Like everyone I’m saddened with the passing of this iconic sports figure. I never met the man, but I did have a ringside encounter with the greatest boxer of all time.
I graduated from The City College of New York and then spent a summer as an intern with the Washington Star. I became a copyboy with The New York Times in 1970. This was the year before I became a sportswriter with the Philadelphia Bulletin.
One of my jobs, as a copyboy, was to hop on the subway (The “A” Train) at Times Square and ride to 34th Street and Madison Square Garden. I would wait for The Times’ Photographers to take pictures of the New York Knicks basketball games, New York Rangers hockey games and the big heavyweight fights of the era.
During that time there wasn’t internet or computer transmissions. You had to physically go to the event and return with the hand delivered film packets of photos.
On Dec. 7, 1970, the sports editor yelled “Copy Boy.”
I responded, “Yes Sir.”
“Kid you got a Garden run tonight…we need the pictures of the heavyweight fight for the early edition. Get the photos and back to us and don’t’ stop for anything.”
When I arrived at The Garden, I showed my New York Times press credentials and walked through the crowd and down the steps to the floor of the smoke-filled arena. The undercard was just finishing and now the Mohammad Ali-Oscar Bonavena heavyweight fight was on tap.
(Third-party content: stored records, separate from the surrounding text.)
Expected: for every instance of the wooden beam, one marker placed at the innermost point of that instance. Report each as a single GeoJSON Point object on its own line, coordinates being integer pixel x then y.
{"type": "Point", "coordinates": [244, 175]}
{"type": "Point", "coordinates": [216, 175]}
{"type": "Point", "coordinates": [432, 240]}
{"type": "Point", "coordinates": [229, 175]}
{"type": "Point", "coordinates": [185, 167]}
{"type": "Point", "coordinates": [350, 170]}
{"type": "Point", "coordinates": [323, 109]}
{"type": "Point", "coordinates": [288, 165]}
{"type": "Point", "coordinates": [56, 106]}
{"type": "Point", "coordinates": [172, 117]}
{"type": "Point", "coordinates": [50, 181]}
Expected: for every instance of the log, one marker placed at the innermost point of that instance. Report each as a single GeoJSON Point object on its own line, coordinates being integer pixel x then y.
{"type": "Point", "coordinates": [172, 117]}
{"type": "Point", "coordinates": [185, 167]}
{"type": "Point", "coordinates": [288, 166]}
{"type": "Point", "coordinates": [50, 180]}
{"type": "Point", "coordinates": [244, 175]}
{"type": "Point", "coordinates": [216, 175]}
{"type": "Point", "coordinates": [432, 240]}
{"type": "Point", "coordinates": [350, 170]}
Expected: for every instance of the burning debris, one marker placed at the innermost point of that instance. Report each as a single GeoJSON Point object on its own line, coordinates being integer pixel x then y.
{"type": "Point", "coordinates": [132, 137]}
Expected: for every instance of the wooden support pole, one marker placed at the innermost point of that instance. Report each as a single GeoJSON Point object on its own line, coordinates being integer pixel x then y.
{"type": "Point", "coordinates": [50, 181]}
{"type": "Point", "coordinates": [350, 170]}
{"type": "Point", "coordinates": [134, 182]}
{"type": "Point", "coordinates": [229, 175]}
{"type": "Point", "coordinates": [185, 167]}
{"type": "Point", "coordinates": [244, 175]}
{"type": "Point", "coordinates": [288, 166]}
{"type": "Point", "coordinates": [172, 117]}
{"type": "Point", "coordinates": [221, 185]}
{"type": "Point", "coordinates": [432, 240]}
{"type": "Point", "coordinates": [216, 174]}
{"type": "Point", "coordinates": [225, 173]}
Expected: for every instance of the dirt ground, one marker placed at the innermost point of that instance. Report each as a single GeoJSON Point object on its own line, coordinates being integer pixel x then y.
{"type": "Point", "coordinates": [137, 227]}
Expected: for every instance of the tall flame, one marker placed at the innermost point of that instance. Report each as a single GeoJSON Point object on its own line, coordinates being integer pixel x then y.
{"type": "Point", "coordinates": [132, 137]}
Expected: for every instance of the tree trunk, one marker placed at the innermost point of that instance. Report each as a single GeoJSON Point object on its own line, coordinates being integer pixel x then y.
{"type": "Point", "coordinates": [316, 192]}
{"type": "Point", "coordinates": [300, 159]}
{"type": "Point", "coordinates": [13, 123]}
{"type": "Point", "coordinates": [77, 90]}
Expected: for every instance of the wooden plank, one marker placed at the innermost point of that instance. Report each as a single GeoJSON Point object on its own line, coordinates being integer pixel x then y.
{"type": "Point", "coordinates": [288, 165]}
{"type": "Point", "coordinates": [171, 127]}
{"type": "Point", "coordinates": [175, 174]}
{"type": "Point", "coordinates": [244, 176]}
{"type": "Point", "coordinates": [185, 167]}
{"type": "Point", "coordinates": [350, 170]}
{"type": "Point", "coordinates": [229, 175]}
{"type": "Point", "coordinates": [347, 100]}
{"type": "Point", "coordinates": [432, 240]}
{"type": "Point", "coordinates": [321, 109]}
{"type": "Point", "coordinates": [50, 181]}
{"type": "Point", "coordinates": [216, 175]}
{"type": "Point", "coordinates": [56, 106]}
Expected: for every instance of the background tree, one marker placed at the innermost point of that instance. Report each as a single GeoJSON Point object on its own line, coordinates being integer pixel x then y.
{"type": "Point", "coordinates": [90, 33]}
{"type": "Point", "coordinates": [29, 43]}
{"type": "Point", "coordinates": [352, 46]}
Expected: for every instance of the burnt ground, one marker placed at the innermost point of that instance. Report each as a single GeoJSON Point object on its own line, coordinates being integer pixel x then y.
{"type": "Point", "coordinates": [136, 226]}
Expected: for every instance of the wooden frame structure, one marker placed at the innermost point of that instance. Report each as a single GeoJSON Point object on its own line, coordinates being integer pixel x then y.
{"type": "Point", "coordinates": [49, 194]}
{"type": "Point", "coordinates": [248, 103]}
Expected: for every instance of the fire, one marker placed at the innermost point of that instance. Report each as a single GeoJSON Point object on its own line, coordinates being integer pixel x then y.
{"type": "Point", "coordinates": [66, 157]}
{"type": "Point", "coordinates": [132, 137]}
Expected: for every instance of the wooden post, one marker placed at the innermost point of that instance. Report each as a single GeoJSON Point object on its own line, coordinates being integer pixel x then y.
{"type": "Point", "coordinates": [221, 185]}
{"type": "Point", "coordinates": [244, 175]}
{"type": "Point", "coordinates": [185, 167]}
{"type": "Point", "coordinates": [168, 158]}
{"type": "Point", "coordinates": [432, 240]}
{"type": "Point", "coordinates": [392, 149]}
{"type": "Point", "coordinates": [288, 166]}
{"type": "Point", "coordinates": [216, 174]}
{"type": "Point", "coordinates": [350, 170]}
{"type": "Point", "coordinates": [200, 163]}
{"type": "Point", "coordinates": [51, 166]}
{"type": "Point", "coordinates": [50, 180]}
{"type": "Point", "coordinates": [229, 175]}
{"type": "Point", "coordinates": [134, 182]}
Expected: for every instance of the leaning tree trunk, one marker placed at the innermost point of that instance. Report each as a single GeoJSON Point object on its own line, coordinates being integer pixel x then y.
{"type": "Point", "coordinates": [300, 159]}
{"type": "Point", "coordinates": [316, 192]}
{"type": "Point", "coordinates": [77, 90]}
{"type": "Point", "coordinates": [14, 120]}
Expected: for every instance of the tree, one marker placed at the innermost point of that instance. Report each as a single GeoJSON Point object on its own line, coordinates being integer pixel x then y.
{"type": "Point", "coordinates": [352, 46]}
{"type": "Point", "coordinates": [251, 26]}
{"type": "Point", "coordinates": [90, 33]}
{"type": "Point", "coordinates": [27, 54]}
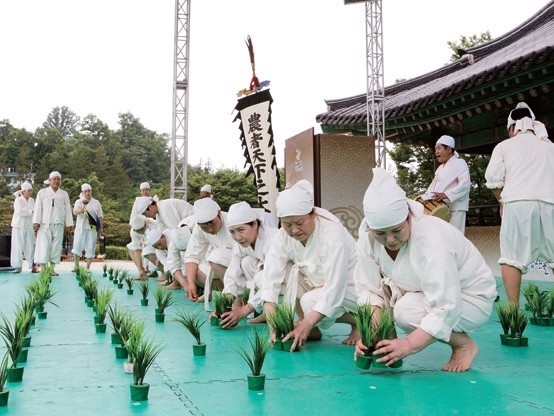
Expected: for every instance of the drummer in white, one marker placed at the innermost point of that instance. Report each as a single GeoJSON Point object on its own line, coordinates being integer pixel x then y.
{"type": "Point", "coordinates": [452, 182]}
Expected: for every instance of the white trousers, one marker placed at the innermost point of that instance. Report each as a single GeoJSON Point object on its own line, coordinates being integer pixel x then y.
{"type": "Point", "coordinates": [527, 234]}
{"type": "Point", "coordinates": [85, 239]}
{"type": "Point", "coordinates": [49, 243]}
{"type": "Point", "coordinates": [410, 309]}
{"type": "Point", "coordinates": [23, 244]}
{"type": "Point", "coordinates": [309, 297]}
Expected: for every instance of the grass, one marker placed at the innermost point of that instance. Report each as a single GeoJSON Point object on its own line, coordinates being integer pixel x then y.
{"type": "Point", "coordinates": [255, 359]}
{"type": "Point", "coordinates": [363, 319]}
{"type": "Point", "coordinates": [281, 320]}
{"type": "Point", "coordinates": [4, 371]}
{"type": "Point", "coordinates": [103, 301]}
{"type": "Point", "coordinates": [163, 298]}
{"type": "Point", "coordinates": [144, 356]}
{"type": "Point", "coordinates": [144, 288]}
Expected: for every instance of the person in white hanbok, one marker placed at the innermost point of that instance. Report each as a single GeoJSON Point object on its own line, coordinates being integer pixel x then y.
{"type": "Point", "coordinates": [253, 237]}
{"type": "Point", "coordinates": [211, 242]}
{"type": "Point", "coordinates": [451, 183]}
{"type": "Point", "coordinates": [88, 227]}
{"type": "Point", "coordinates": [52, 216]}
{"type": "Point", "coordinates": [320, 284]}
{"type": "Point", "coordinates": [23, 235]}
{"type": "Point", "coordinates": [521, 176]}
{"type": "Point", "coordinates": [434, 279]}
{"type": "Point", "coordinates": [137, 247]}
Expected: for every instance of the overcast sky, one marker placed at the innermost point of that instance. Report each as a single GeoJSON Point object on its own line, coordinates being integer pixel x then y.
{"type": "Point", "coordinates": [106, 57]}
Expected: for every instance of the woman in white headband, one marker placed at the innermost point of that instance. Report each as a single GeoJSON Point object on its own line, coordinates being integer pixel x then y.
{"type": "Point", "coordinates": [23, 235]}
{"type": "Point", "coordinates": [253, 236]}
{"type": "Point", "coordinates": [433, 278]}
{"type": "Point", "coordinates": [88, 226]}
{"type": "Point", "coordinates": [320, 283]}
{"type": "Point", "coordinates": [521, 176]}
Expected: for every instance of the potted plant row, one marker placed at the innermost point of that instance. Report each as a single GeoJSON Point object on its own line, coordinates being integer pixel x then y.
{"type": "Point", "coordinates": [144, 291]}
{"type": "Point", "coordinates": [193, 323]}
{"type": "Point", "coordinates": [164, 299]}
{"type": "Point", "coordinates": [374, 327]}
{"type": "Point", "coordinates": [259, 345]}
{"type": "Point", "coordinates": [541, 305]}
{"type": "Point", "coordinates": [145, 352]}
{"type": "Point", "coordinates": [513, 321]}
{"type": "Point", "coordinates": [4, 392]}
{"type": "Point", "coordinates": [281, 323]}
{"type": "Point", "coordinates": [102, 303]}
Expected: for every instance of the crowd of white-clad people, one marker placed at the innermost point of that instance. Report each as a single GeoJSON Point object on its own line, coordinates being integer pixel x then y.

This was Ali’s second fight in his 1970 comeback. His next fight would be against the heavyweight champion of the world, Joe Frazier. The fight was scheduled for 15 rounds to get Ali ready for the Frazier fight.
I walked passed all the expensive ringside seats, with the celebrities and rich people (
including legendary fight promoter Don King) and sat in a chair at ringside where you see the photographers with their flash bulbs pooping.
I could literally touch the boxers, but what impressed me was the physical size of the heavyweights. I could feel the reverberations of the blows as they hit each other.
They were the biggest human beings I have ever seen. I could see why you had to have courage to step into a ring and fight against somebody that is big, strong, agile and athletic.
Ali was quick with the hands and his feet moved in unison and created a dance that was mesmerizing. I have never seen an athlete move so gracefully on the basketball court or football field. He was dreamlike in his movement in the rink.
I edged closer and watched in amazement as I peeped under the bottom rope.
The Great media people of the day were at ringside. I was only a few feet from the ABC superstar: Howard Cosell. I didn’t realize he was tall and could look athletes eye to eye. He looked as grumpy as he did on television.
I stayed for the first three or four rounds. The photographer gave me the film packet and I literally put it in my front pocket. Little did I know I was carrying history on my person.
Now, as I look through the lens of all the years that have passed since that day December Day in 1970 and see how a fighter became a world-wide success story.
Mohammad Ali, the legend, will be missed!